In seinem Berliner Viertel Friedrichshain, wo man das Bezirksamt, aber auch das Krankenhaus kaum mehr nutzen kann, weil sich dort ausländische Patienten oder Antragsteller ballen. «Da entdecken Sie den Rassisten in sich», sagt Hürlimann selbstkritisch, erschrocken und erhellend: Kleine Erlebnisse führen zu grossen politischen Verschiebungen. «Die Menschen mögen die AfD nicht, aber viele in meinem Umfeld sagen: Es gibt keine andere Möglichkeit mehr.» CDU und SPD seien, wenigstens in Friedrichshain, dabei, sich zu verabschieden. Ein Szenario wie in Italien könnte bevorstehen, wo die politische Mitte schon pulverisiert ist.

Der Fundamentalismus ist das Problem

Für Hürlimann sind nicht die Ausländer das Problem und nicht ihre hohe Zahl. Es ist der Fundamentalismus, der türkische wie der darauf reagierende deutsche. Wieder eine Beobachtung vor Ort: Sein türkischer Arzt hat seine Kinder nach Istanbul geschickt, weil ihm Kreuzberg zu fundamentalistisch sei. Die Arzthelferinnen tragen jetzt alle Schleier. Deutsche Patienten hat dieser Arzt nicht mehr.

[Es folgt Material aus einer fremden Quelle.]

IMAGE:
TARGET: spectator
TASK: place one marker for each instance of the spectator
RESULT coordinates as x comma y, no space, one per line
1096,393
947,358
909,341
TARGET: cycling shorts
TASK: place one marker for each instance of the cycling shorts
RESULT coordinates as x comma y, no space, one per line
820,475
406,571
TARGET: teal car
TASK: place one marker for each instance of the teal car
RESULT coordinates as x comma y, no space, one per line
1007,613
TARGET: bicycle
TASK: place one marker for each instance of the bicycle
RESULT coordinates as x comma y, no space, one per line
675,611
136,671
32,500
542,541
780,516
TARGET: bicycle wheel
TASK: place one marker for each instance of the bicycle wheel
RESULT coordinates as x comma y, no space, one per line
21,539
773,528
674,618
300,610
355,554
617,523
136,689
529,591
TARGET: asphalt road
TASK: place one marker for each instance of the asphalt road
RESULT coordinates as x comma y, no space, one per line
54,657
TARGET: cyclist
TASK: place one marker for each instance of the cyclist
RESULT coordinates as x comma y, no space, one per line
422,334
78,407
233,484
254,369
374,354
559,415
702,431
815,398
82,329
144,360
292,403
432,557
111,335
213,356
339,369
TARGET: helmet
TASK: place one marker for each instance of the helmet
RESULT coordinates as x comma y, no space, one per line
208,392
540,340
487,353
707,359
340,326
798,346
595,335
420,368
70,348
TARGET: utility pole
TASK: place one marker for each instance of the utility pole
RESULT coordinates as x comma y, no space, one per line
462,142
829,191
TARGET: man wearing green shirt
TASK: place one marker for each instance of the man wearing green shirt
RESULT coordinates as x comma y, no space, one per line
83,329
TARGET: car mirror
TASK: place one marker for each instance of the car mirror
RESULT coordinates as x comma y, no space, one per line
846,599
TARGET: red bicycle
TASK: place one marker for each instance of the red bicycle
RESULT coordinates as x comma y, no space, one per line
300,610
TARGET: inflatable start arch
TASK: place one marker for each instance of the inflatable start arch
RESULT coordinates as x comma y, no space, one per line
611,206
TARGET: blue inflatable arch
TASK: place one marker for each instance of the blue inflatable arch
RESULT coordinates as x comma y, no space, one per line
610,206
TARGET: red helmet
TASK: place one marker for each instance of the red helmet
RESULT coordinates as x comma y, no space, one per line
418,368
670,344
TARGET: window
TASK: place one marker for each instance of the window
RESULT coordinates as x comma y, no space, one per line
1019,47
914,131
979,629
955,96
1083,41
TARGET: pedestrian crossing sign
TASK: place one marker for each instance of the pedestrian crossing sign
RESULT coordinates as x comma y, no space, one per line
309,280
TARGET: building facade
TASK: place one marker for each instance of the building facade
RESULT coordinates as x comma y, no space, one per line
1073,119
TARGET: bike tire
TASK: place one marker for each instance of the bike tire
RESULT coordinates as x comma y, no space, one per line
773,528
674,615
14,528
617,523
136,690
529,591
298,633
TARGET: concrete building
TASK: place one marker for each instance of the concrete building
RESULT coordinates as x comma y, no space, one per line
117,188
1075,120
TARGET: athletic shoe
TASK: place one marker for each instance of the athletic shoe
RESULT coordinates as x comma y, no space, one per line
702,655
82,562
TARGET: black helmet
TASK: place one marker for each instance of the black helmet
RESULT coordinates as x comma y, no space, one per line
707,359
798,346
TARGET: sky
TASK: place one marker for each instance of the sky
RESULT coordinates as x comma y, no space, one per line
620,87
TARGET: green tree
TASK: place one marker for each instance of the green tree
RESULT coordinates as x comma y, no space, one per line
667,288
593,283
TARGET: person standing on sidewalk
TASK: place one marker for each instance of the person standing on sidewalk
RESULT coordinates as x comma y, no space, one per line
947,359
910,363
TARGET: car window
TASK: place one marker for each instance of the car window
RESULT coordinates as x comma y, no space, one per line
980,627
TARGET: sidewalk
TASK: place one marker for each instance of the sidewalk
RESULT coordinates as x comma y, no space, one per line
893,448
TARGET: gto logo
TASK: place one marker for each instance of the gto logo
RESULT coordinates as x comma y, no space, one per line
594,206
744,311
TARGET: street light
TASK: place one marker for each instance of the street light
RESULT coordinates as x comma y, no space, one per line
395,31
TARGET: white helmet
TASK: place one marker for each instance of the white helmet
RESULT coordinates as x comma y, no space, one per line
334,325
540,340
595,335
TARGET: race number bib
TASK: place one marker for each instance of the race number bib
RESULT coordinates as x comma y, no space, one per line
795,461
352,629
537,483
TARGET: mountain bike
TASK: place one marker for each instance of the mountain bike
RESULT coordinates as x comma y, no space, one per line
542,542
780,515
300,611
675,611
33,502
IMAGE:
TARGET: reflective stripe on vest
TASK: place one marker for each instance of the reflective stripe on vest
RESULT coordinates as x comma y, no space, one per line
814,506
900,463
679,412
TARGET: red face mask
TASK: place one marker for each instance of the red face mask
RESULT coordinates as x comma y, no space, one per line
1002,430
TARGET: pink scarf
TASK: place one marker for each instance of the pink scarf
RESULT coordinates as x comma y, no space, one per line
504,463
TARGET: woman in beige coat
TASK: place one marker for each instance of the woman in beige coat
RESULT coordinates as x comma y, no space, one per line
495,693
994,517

Der Hang zur Ideologie, die Sehnsucht nach geschlossenen Systemen: Das unterscheidet für Hürlimann seine Menschenheimat Berlin von der Naturheimat Schweiz. Hürlimann wäre aber nicht Hürlimann, wenn er dem Hang zur Ideologie nicht auch etwas Komisches abgewinnen könnte. So fällt ihm bei seiner Freundin Katja immer wieder deren DDR-Sozialisation auf, und daraus hat er im Roman die Sprache der schönen «Funkwerkerin» Mo Montag destilliert: ein köstlich-absurdes sozialistisches Phrasendreschwerk.

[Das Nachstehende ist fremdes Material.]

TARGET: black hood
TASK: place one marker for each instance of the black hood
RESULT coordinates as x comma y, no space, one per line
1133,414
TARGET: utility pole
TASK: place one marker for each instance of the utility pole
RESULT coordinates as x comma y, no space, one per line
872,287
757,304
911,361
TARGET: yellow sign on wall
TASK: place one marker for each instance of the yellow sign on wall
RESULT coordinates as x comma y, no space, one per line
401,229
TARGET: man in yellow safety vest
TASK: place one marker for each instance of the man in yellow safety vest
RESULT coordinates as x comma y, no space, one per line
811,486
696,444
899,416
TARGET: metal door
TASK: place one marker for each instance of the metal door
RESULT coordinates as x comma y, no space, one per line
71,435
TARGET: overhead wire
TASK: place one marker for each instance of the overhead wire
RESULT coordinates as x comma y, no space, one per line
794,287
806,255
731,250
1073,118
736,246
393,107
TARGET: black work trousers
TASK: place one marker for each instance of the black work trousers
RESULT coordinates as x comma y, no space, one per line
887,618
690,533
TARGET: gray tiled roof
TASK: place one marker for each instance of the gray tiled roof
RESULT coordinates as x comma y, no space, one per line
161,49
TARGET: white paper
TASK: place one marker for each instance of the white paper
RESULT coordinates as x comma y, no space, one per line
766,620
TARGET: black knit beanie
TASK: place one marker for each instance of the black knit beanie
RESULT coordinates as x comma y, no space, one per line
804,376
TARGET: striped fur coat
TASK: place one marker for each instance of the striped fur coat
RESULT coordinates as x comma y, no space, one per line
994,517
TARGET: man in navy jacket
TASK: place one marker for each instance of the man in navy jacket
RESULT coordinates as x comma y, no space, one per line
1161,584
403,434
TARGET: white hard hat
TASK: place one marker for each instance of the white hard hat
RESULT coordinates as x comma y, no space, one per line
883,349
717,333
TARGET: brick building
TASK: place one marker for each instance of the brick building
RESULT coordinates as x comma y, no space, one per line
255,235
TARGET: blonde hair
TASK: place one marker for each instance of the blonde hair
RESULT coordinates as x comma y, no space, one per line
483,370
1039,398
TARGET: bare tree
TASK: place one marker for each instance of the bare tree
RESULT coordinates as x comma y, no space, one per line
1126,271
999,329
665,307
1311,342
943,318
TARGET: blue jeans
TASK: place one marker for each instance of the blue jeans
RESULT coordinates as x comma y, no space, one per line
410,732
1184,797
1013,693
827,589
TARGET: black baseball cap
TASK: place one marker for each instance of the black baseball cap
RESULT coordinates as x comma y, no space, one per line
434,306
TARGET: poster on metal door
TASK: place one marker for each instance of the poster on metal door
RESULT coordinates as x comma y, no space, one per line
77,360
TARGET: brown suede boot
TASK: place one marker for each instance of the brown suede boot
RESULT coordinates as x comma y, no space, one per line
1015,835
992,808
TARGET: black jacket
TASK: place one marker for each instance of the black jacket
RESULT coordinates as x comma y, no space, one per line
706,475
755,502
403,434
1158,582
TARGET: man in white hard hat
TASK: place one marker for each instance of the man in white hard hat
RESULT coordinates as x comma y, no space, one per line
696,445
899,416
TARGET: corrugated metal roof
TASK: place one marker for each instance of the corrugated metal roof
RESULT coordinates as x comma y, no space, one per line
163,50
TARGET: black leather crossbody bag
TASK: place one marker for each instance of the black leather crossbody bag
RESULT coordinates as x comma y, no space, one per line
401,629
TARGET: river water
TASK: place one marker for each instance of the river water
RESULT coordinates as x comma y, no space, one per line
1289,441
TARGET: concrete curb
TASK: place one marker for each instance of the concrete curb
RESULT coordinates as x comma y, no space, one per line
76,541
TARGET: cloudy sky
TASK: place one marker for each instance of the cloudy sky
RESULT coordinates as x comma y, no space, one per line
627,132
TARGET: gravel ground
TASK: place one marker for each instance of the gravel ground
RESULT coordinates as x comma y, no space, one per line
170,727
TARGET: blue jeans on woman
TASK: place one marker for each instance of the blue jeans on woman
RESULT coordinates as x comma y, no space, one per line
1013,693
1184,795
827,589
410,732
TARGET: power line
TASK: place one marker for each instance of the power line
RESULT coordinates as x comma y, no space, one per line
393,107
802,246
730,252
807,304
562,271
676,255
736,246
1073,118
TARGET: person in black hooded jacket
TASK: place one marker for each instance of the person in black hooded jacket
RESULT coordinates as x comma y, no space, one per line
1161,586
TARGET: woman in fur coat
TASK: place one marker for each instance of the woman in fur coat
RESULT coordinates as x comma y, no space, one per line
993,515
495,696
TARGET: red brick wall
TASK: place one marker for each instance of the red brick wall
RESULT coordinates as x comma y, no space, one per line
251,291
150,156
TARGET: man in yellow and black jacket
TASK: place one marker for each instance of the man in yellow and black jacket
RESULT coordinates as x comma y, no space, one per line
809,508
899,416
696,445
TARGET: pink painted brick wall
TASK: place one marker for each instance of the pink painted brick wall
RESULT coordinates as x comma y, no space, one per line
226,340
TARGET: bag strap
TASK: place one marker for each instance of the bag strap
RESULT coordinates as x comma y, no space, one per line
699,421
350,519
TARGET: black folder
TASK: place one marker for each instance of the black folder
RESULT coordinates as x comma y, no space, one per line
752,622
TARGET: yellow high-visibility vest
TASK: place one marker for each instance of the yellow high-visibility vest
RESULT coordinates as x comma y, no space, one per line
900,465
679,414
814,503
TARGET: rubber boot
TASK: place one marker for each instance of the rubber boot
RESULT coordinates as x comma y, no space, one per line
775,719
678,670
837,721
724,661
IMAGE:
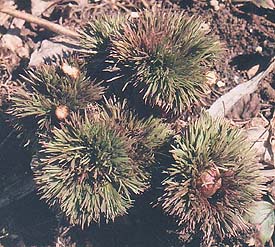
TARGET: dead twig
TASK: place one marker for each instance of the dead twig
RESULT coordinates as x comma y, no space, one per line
40,22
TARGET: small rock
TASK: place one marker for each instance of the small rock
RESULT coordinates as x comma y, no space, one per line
215,4
46,50
252,71
259,49
220,84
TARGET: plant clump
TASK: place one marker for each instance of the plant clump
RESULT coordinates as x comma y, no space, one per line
47,95
92,166
212,181
162,55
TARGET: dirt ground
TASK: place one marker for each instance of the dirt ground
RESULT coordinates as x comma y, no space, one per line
248,35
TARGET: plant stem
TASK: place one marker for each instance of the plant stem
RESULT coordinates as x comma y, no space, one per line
40,22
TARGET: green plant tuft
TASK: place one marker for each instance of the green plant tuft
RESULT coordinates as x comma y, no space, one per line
91,167
161,55
47,95
164,56
212,181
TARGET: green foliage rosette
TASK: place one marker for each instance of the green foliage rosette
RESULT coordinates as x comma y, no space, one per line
161,55
47,95
92,166
212,181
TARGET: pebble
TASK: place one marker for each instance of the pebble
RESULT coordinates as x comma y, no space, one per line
220,84
215,4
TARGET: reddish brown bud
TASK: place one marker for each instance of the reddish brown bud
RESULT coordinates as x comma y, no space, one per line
62,112
209,182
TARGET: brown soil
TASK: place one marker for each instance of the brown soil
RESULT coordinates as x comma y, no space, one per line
242,29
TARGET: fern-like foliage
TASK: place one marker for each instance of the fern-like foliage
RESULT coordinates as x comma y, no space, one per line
91,167
212,180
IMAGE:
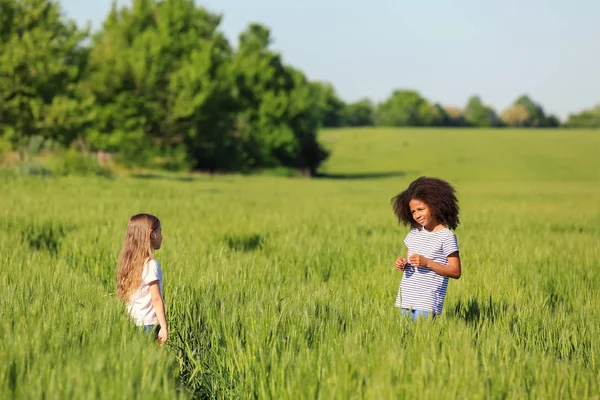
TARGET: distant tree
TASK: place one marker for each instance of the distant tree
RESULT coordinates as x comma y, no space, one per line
479,115
280,110
41,60
536,115
159,73
455,115
515,116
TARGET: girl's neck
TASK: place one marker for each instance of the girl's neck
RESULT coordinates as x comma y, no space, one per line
434,227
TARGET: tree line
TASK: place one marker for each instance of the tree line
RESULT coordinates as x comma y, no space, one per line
159,85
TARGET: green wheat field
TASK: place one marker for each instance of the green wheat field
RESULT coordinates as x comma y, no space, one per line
284,288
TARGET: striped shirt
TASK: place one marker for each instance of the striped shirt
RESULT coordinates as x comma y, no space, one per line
422,288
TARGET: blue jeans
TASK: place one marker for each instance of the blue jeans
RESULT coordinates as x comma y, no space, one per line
152,329
415,314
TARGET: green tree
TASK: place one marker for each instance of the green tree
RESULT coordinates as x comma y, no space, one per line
159,73
479,115
41,61
279,110
515,116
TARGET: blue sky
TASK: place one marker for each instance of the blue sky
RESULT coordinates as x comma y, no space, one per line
446,49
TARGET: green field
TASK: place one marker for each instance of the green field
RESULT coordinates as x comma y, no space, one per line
284,288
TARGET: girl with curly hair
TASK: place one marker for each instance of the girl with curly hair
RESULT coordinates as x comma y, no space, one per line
430,208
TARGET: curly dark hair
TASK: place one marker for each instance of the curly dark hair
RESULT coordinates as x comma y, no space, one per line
439,196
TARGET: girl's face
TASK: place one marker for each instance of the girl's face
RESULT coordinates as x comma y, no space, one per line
422,214
156,238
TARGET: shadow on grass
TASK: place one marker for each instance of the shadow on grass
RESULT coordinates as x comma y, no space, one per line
474,310
163,177
362,175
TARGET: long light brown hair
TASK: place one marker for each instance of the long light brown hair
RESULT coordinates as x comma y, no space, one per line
137,250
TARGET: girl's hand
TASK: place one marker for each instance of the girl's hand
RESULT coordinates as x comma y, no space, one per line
400,263
417,260
162,336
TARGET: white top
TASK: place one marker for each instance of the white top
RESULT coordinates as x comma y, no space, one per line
421,288
140,303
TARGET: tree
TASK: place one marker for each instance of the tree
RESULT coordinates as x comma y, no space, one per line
41,61
159,74
515,116
585,119
407,108
455,115
480,115
279,110
536,115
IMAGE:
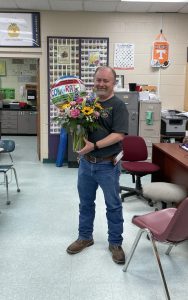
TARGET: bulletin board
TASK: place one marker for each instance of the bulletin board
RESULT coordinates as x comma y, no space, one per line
78,56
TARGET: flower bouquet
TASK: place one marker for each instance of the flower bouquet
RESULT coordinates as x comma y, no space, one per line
78,112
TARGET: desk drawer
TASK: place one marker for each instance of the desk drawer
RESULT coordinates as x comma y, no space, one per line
149,130
153,107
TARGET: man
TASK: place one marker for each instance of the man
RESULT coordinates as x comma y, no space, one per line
97,168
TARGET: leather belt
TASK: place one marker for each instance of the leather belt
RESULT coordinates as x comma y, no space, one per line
95,160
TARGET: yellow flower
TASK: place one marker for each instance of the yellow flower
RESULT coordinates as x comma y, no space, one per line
97,105
64,106
87,110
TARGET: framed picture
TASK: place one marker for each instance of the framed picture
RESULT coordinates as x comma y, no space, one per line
63,55
18,29
2,68
120,81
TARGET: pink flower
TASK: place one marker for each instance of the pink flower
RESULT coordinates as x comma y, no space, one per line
97,114
74,113
72,103
79,100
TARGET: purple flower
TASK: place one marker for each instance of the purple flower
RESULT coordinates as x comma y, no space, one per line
74,113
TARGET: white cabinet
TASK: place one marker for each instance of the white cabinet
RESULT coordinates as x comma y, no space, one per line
150,131
18,122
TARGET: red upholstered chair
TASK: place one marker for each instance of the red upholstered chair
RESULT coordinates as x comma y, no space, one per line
134,162
169,226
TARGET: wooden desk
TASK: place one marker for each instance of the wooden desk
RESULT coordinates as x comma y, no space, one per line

Wenn man leise Zweifel äussert, so spreche doch kein Mensch, so präsentiert Hürlimann sofort die Erinnerung an einen Abend, den er mit ehemaligen NVA-Offizieren verbrachte, die natürlich innerlich noch in der DDR lebten und entsprechend sprachen. Es wurde gesoffen, von grossen Zeiten geschwärmt und, als ein «Genosse General» sich telefonisch meldete, strammgestanden.

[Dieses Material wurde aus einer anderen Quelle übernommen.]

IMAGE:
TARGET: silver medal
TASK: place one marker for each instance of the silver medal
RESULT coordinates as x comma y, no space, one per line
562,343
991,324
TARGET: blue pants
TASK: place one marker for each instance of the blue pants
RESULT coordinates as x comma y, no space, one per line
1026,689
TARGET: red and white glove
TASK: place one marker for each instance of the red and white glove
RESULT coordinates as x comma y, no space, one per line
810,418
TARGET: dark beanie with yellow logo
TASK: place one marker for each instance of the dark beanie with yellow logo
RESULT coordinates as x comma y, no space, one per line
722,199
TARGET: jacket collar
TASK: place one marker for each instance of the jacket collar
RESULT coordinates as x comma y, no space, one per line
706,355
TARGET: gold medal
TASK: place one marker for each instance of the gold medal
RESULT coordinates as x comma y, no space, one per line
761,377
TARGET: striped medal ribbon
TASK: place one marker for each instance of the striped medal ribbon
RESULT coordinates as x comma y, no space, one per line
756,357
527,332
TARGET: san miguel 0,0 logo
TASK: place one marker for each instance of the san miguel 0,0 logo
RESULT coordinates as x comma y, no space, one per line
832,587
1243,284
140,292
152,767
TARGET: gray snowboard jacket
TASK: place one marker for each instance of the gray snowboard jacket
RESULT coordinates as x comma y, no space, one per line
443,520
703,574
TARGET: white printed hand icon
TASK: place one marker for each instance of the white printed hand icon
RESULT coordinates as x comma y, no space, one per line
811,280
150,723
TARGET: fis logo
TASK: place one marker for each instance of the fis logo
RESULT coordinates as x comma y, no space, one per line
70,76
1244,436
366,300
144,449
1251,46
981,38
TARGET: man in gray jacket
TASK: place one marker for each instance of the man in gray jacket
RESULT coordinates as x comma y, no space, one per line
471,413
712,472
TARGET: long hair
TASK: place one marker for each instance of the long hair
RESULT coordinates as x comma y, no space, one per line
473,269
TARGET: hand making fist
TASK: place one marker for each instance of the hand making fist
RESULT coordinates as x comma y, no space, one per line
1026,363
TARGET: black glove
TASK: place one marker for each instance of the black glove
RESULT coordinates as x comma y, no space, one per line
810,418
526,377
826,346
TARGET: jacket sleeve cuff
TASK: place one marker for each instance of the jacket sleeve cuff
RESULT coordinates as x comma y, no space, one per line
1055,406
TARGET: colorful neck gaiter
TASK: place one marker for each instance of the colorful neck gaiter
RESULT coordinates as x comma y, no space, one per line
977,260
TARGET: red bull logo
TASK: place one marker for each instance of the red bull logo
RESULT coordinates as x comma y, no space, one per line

Manchmal ist es dem Autor, als zöge er die Komik auch im Leben an. Selbst im Zusammenhang mit der elenden Körperlichkeit. So glaubte in Berlin in der Notaufnahme eine türkische Krankenschwester angesichts seines Namens («hür» heisst Freiheit), einen Landsmann vor sich zu haben, und setzte alles daran, einen Türkisch sprechenden Arzt aufzutreiben. So komisch «Heimkehr» ist – die Heimkehr ins Leben setzt manchmal noch einen drauf. (Tages-Anzeiger)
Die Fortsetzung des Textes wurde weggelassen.